Every time I see another ad or commercial I wonder if any of them – or us – is asking how we can impact the systemic reasons why people live in poverty. Why some people are privileged over others? Or what drives us, especially in the United States, to celebrate celebrity rather than do the hard work of changing the systems?
I have also been keenly aware of how the message of this past Christmas season was co-opted by our over-identification with our consumer tendencies. Pastor Nadia Bolz-Weber wrote in a post on Patheos that the platitudes about Christmas include “the F’s–family, food, fellowship, presents we give to ourselves.” She doesn’t deny that those things are part of Christmas, but reminds us that they are not the “essence” of Christmas. “In a strange twist of history” she writes, “St. Nicholas himself has been turned from a gaunt self-sacrificial loving person who served others into jolly old St. Nick…over weight, and the cosmic sugar daddy that fulfills all the dreams of our materialistic little American hearts.”
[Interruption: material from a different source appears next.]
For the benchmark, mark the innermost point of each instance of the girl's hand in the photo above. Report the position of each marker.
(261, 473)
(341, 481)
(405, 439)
That message was been particularly disturbing to me this past Christmas. It was amazing to me how mixed the messages are about Jesus and Santa in popular Christmas songs that are played. The same holds true for the images on the majority of the Christmas TV specials. Pictures of Santa bringing smiles to the faces of middle-class, white children while “O Little Town of Bethlehem” plays in the background. No wonder so many of us still think of God as an old man with a white beard who rewards us for being good. And if God is Santa, then is Jesus Santa’s elf who delivers the reward?
Popular Christmas celebrations have come and gone, but in Detroit this summer (and this is one of the major reasons I think our church needs to show up in Detroit) young people will learn about the true meaning of Christmas, which is incarnation, the giving of the self for the sake of the other. How can we celebrate Christmas every day?
Our church needs to show up in Detroit this summer; we need to incarnate the self-giving love of Christ. That is what followers of Jesus do.